Performance when working with internal table with results in a hashed table: “insert into hashed table inside loop” or “sort internal table and delete adjusted duplicated”?
Here is my thoughts about performance in the next task:
select many records from database and put results by some keys into an internal hashed table.
We can insert records into hashed table inside loop or we can sort internal table and delete duplicated records.
What is quicker?
Here is a small program to test:
REPORT ztest_performance.
TYPES: BEGIN OF ekpo_typ,
ebeln TYPE ebeln,
ebelp TYPE ebelp,
matnr TYPE matnr,
bukrs TYPE bukrs,
werks TYPE EWERK,
END OF ekpo_typ.
DATA: lt_ekpo TYPE TABLE OF ekpo_typ.
DATA: lt_ekpo_h TYPE HASHED TABLE OF ekpo_typ WITH UNIQUE KEY bukrs.

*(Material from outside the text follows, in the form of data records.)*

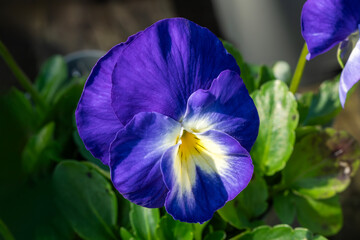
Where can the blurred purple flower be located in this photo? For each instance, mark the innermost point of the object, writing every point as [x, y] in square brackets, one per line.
[326, 23]
[170, 115]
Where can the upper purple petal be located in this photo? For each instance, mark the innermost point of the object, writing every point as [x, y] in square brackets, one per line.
[95, 119]
[225, 107]
[325, 23]
[167, 63]
[135, 158]
[351, 73]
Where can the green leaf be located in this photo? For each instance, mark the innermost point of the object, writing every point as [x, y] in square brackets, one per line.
[322, 164]
[40, 150]
[52, 77]
[282, 71]
[168, 228]
[320, 216]
[304, 101]
[144, 221]
[248, 205]
[265, 75]
[87, 200]
[246, 74]
[16, 106]
[198, 229]
[325, 105]
[85, 153]
[217, 235]
[278, 232]
[125, 234]
[5, 232]
[278, 120]
[284, 207]
[63, 111]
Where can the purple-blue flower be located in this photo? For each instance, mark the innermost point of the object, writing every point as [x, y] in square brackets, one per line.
[170, 115]
[326, 23]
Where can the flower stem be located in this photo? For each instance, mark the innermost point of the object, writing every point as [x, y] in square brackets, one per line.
[295, 81]
[20, 75]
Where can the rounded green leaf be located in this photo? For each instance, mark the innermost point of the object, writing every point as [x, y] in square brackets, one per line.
[320, 216]
[52, 77]
[248, 205]
[278, 232]
[325, 105]
[168, 228]
[86, 199]
[322, 164]
[144, 221]
[284, 207]
[278, 114]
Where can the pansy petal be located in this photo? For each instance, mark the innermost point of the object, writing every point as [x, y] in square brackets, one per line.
[202, 173]
[135, 158]
[351, 73]
[226, 107]
[159, 71]
[96, 121]
[325, 23]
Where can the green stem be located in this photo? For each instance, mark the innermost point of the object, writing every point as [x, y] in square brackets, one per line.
[299, 70]
[20, 75]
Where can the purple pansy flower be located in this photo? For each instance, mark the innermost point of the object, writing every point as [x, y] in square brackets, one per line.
[170, 115]
[326, 23]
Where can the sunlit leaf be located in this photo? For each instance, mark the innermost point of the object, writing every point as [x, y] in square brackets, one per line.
[322, 164]
[87, 200]
[278, 232]
[168, 228]
[248, 205]
[278, 120]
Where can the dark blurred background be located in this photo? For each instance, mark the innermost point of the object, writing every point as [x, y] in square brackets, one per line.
[264, 30]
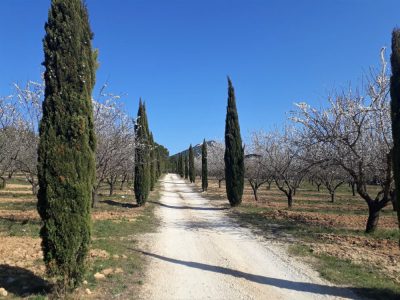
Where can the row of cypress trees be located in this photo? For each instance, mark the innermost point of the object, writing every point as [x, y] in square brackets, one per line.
[395, 113]
[66, 152]
[234, 155]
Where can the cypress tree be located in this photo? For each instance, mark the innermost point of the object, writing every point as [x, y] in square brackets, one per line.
[395, 113]
[159, 163]
[192, 174]
[186, 167]
[152, 163]
[181, 165]
[204, 171]
[66, 152]
[142, 167]
[234, 152]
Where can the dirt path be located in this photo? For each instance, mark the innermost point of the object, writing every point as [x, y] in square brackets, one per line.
[199, 253]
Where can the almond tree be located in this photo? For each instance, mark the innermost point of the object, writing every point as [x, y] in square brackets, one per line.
[356, 126]
[216, 165]
[284, 158]
[8, 136]
[257, 169]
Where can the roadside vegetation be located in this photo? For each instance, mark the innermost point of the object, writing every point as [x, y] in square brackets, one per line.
[113, 268]
[328, 236]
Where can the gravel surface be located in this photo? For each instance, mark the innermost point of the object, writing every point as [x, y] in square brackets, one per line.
[200, 253]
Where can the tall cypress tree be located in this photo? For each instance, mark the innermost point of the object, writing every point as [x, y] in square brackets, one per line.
[66, 153]
[186, 167]
[153, 163]
[181, 166]
[395, 113]
[192, 174]
[204, 170]
[234, 152]
[142, 157]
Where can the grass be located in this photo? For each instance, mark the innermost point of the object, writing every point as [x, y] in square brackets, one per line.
[368, 281]
[11, 227]
[118, 237]
[251, 215]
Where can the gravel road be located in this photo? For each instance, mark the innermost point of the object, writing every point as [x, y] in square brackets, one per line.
[200, 253]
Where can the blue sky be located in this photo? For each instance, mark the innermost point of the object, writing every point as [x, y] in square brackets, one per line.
[176, 54]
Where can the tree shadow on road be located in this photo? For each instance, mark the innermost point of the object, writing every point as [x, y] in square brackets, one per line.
[187, 207]
[280, 283]
[120, 204]
[22, 282]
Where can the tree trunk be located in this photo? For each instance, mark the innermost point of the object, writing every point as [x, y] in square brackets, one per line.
[255, 193]
[219, 183]
[34, 188]
[373, 218]
[2, 183]
[394, 201]
[123, 182]
[290, 199]
[94, 198]
[111, 189]
[353, 188]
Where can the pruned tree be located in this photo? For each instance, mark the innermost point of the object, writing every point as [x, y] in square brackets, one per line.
[234, 151]
[284, 159]
[356, 127]
[258, 170]
[216, 164]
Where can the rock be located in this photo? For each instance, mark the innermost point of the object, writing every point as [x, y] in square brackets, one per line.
[107, 271]
[99, 276]
[3, 292]
[10, 279]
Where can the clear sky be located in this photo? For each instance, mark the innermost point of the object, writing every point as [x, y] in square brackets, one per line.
[176, 54]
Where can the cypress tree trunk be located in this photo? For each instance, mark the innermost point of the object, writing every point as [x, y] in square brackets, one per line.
[234, 152]
[2, 183]
[395, 112]
[186, 167]
[181, 166]
[66, 159]
[152, 163]
[142, 166]
[204, 171]
[192, 174]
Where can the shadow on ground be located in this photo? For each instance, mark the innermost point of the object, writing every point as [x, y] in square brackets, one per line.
[22, 282]
[280, 283]
[119, 204]
[187, 207]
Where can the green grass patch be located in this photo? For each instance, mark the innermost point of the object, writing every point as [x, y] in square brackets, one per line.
[11, 227]
[20, 205]
[367, 281]
[119, 238]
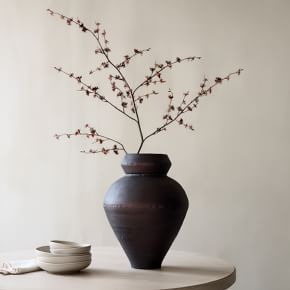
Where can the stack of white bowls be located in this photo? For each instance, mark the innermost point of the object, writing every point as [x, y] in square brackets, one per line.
[62, 257]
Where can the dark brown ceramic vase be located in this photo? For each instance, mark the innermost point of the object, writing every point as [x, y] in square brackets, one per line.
[146, 209]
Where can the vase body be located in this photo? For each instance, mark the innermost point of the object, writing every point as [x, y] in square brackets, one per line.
[146, 209]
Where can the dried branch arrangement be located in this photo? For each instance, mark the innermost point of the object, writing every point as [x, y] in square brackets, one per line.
[129, 100]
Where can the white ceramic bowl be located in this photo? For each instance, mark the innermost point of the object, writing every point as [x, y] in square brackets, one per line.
[63, 268]
[71, 251]
[64, 259]
[57, 244]
[45, 252]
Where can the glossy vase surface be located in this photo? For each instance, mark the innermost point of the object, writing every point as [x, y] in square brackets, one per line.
[146, 209]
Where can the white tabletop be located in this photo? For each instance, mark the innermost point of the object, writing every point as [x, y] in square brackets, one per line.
[110, 270]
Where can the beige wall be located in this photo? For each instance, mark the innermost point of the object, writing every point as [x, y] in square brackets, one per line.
[234, 167]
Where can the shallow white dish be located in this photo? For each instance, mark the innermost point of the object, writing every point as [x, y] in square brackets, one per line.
[58, 244]
[64, 268]
[45, 251]
[64, 259]
[71, 251]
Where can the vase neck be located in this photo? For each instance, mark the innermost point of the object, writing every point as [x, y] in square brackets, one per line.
[158, 164]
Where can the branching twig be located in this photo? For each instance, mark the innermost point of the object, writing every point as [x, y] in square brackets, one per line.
[99, 138]
[128, 95]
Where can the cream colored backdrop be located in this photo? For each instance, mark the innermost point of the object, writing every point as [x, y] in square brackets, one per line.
[235, 166]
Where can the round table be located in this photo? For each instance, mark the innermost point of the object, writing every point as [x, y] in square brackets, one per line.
[110, 270]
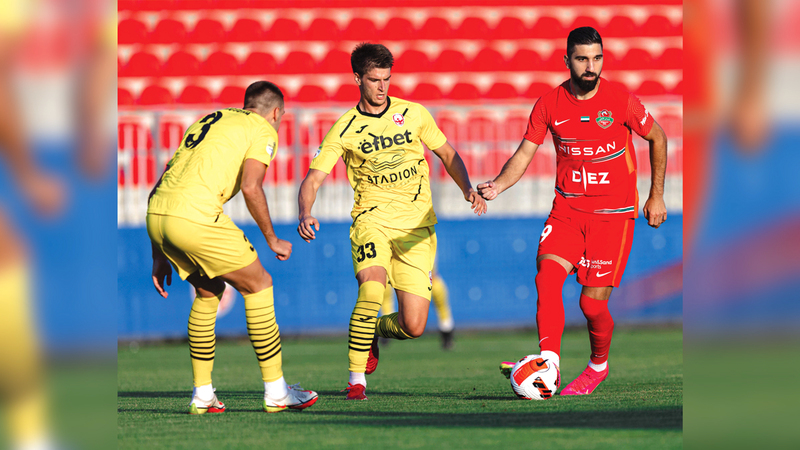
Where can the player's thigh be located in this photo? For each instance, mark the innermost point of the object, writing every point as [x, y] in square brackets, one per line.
[214, 248]
[563, 237]
[414, 252]
[608, 244]
[370, 247]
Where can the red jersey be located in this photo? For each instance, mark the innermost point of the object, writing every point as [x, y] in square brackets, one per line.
[595, 162]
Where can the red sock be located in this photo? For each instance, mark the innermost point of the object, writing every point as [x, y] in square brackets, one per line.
[550, 305]
[601, 327]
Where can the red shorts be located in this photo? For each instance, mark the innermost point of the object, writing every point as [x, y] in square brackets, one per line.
[598, 249]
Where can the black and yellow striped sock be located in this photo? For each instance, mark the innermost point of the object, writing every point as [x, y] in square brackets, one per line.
[264, 334]
[389, 327]
[202, 339]
[362, 324]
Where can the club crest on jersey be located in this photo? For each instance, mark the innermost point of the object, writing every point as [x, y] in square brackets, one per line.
[604, 118]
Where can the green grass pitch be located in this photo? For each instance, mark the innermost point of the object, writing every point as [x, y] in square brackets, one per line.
[420, 396]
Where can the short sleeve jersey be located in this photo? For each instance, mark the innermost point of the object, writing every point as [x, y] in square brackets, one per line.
[595, 159]
[206, 170]
[385, 162]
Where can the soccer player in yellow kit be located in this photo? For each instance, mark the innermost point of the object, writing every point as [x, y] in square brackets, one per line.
[224, 152]
[380, 141]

DATA: lt_ekpo_2 TYPE HASHED TABLE OF ekpo_typ WITH UNIQUE KEY bukrs.
DATA: i1 TYPE i,
i2 TYPE i,
i3 TYPE i,
i4 TYPE i,
lv_lines1 TYPE i,
lv_lines2 TYPE i,
diff21 TYPE i,
diff32 TYPE i.
FIELD-SYMBOLS: <fs_ekpo> LIKE LINE OF lt_ekpo.
SELECT ebeln
ebelp
matnr
bukrs
werks
FROM ekpo
INTO CORRESPONDING FIELDS OF TABLE lt_ekpo
UP TO 1000000 ROWS.
GET RUN TIME FIELD i1.
LOOP AT lt_ekpo ASSIGNING <fs_ekpo>.
INSERT <fs_ekpo> INTO TABLE lt_ekpo_h.
ENDLOOP.
GET RUN TIME FIELD i2.
lv_lines1 = LINES( lt_ekpo_h ).
REFRESH lt_ekpo_h[].
GET RUN TIME FIELD i3.
SORT lt_ekpo BY bukrs.
DELETE ADJACENT DUPLICATES FROM lt_ekpo COMPARING bukrs.
lt_ekpo_2[] = lt_ekpo.
GET RUN TIME FIELD i4.
lv_lines2 = LINES( lt_ekpo_2 ).
refresh lt_ekpo_2[].
diff21 = i2 – i1.
diff32 = i4 – i3.
WRITE: ‘i2-i1 = ‘, diff21, /.
WRITE: ‘i4-i2 = ‘, diff32, /.
WRITE: ‘lines1 = ‘, lv_lines1.
WRITE: ‘lines2 = ‘, lv_lines2.
In my test system the result is:
i2-i1 = 814.957
i4-i2 = 480.459
lines = 29
So, “delete duplicated records” seems to work quiker than “insert records into hashed table inside loop“.
Sounds like you may want to use GROUP BY in your SELECT.

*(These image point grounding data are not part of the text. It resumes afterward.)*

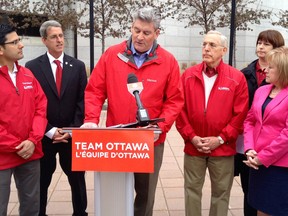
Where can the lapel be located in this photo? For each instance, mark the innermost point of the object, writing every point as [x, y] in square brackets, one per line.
[47, 71]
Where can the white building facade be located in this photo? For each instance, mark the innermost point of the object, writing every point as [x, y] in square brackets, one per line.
[183, 43]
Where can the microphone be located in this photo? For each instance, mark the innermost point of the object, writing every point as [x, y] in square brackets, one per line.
[135, 88]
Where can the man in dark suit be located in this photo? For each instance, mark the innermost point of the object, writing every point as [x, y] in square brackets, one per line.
[65, 109]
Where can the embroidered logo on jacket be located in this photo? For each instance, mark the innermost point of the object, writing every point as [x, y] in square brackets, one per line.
[223, 88]
[27, 85]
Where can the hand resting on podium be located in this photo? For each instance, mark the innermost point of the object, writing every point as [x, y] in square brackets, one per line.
[89, 125]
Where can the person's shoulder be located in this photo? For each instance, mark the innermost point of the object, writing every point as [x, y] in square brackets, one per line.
[250, 67]
[35, 60]
[162, 51]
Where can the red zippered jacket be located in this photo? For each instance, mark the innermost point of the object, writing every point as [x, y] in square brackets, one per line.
[225, 112]
[22, 115]
[162, 93]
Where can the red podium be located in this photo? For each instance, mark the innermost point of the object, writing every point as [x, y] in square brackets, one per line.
[114, 154]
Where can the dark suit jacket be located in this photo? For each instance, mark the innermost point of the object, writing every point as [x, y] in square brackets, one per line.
[68, 109]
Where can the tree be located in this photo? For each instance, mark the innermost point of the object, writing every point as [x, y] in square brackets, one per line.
[283, 19]
[212, 14]
[10, 11]
[245, 16]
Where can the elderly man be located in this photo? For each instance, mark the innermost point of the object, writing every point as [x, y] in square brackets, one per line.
[216, 103]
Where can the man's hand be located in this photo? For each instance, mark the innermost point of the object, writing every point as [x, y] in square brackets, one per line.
[205, 144]
[252, 159]
[60, 136]
[26, 149]
[201, 144]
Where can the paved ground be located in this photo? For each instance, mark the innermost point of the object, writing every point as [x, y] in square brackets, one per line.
[169, 195]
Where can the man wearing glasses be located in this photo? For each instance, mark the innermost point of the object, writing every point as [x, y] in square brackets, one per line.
[216, 103]
[22, 126]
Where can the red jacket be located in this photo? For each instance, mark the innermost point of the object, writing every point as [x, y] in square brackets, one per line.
[22, 116]
[162, 95]
[225, 112]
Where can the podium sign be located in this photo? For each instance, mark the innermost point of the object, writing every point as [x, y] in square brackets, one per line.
[113, 150]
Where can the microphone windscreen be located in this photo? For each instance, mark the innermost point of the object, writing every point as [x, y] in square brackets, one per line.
[132, 78]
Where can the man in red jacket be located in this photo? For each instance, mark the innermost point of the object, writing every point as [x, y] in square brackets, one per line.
[216, 103]
[22, 126]
[162, 94]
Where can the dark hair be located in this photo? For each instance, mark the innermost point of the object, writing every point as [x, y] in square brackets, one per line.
[148, 14]
[46, 25]
[4, 30]
[272, 36]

I got ekko table only for example of big table. In common case the key fields that I need don't have indexes in db table.
As long as you can write the select yourself (and don't receive the itab from *somewhere* to work with), and do not need the detailed data anyways, a SELECT using either GROUP BY, SELECT DISTINCT, or COUNT directly will have better performance, i think no matter what indexes you have.

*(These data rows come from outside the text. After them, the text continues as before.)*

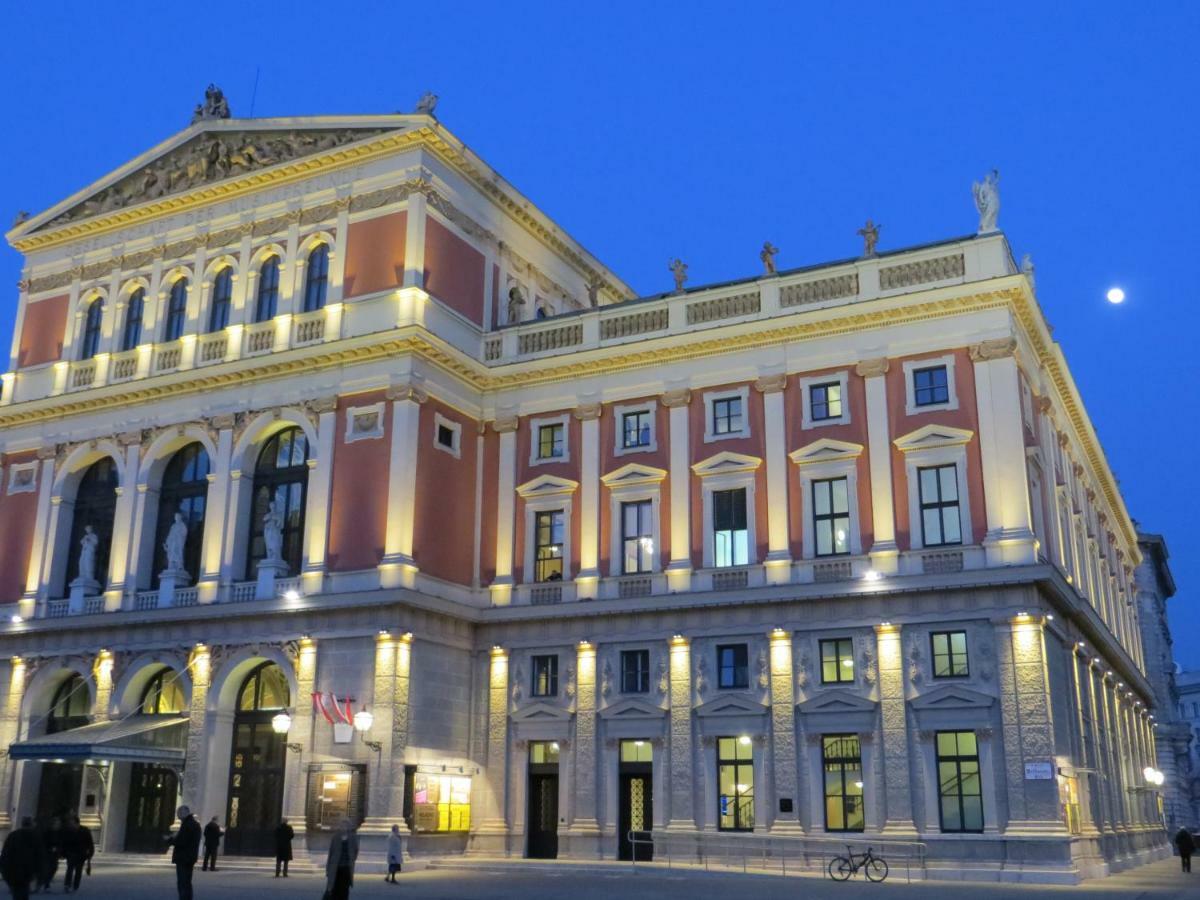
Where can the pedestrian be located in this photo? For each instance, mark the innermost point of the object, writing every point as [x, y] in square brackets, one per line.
[185, 851]
[21, 859]
[343, 851]
[283, 835]
[213, 834]
[395, 855]
[1186, 845]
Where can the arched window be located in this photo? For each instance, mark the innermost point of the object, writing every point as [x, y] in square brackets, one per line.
[177, 311]
[69, 709]
[94, 508]
[281, 477]
[185, 490]
[90, 343]
[133, 312]
[222, 294]
[268, 291]
[162, 695]
[317, 279]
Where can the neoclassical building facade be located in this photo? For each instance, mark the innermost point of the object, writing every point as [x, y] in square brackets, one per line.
[339, 480]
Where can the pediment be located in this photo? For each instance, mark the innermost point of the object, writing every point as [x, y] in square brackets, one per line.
[635, 473]
[726, 462]
[826, 450]
[546, 486]
[929, 437]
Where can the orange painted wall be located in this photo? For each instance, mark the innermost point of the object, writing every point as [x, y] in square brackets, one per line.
[42, 331]
[454, 271]
[358, 516]
[444, 541]
[17, 515]
[375, 255]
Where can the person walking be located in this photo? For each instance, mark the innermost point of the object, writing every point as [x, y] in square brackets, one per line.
[21, 859]
[213, 835]
[395, 855]
[1186, 844]
[343, 852]
[283, 835]
[185, 851]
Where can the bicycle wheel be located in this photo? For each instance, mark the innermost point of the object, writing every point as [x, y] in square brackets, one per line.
[840, 869]
[876, 869]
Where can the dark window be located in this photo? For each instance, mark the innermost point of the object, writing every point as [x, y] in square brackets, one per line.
[949, 654]
[316, 279]
[133, 315]
[730, 538]
[825, 401]
[727, 415]
[735, 780]
[549, 534]
[732, 666]
[222, 295]
[940, 521]
[545, 676]
[637, 537]
[177, 311]
[930, 387]
[959, 786]
[635, 671]
[281, 477]
[838, 660]
[90, 345]
[268, 300]
[831, 516]
[185, 490]
[841, 759]
[635, 429]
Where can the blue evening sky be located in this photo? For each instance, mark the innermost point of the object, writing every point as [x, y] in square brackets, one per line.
[701, 130]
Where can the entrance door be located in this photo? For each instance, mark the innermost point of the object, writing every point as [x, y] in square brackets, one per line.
[151, 814]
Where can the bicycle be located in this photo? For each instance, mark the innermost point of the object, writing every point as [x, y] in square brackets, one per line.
[874, 868]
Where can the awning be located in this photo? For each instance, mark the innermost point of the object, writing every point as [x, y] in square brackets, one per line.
[141, 738]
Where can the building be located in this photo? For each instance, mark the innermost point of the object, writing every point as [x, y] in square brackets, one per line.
[1173, 733]
[340, 480]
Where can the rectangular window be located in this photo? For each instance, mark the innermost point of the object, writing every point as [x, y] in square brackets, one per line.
[825, 401]
[940, 520]
[635, 429]
[545, 676]
[841, 759]
[831, 516]
[930, 387]
[838, 661]
[735, 780]
[732, 666]
[635, 671]
[949, 654]
[549, 535]
[637, 537]
[959, 786]
[730, 539]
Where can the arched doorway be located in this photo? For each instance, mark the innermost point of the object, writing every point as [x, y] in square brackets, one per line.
[257, 762]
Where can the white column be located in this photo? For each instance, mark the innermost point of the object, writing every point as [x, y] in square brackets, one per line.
[397, 568]
[885, 555]
[679, 568]
[1009, 539]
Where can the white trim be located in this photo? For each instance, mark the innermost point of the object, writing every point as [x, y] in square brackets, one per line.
[711, 397]
[618, 417]
[843, 381]
[910, 401]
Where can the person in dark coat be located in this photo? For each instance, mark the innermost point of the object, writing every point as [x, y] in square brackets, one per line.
[283, 835]
[213, 834]
[1186, 844]
[185, 851]
[21, 859]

Comparing only SORT + DELETE ADJACENT DUPLICATES and the INSERT to a hash table, your findings were interesting for me, but i cannot confirm it.
I tried this with other data, with the insert being about twice as fast as the sorting plus delete.
Important though: The sorting takes much longer than the DELETE ADJACENT DUPLICATES. Maybe in your case the data is already sorted, or pretty much sorted. The DELETE ADJACENT DUPLICATES alone is indeed considerably faster than the INSERT method.
I'm with Thomas on this one - just don't select the data you don't need in the first place.
If it was the "receive the itab from *somewhere* to work with" case I'd probably go with SORT/DELETE just because it's clear, only 2 lines and does not require FS declaration.
One thing you should take into account is Releasing Internal Table Memory.
However, you need to then look at what your table is being used for. You may lose some time inserting information into a hashed table but you would certainly gain that time back when using it correctly as a lookup table.
So personally, I think your question doesn't need asking. It's the consideration of the use of the table that you are building that needs to be thought about.
Rich
In my experience, COLLECT works faster than any other options.
You can read more on that - ABAP internal table unique key Performance Comparison - ABAP help blog
Because COLLECT uses internal hash algorithm. http://help.sap.com/abapdocu_702/en/abapcollect.htm
Regards,
Naimesh Patel
So that's one example of table use, another example I was thinking about was a lookup table for instance.
However, when you think of it, any table that has a good hashing algorithm that does not generate too many collisions generally be faster than a sorted table when the number of records start getting huge.
Collect has some restrictions: All components that are not part of the primary table key must have a numeric data type.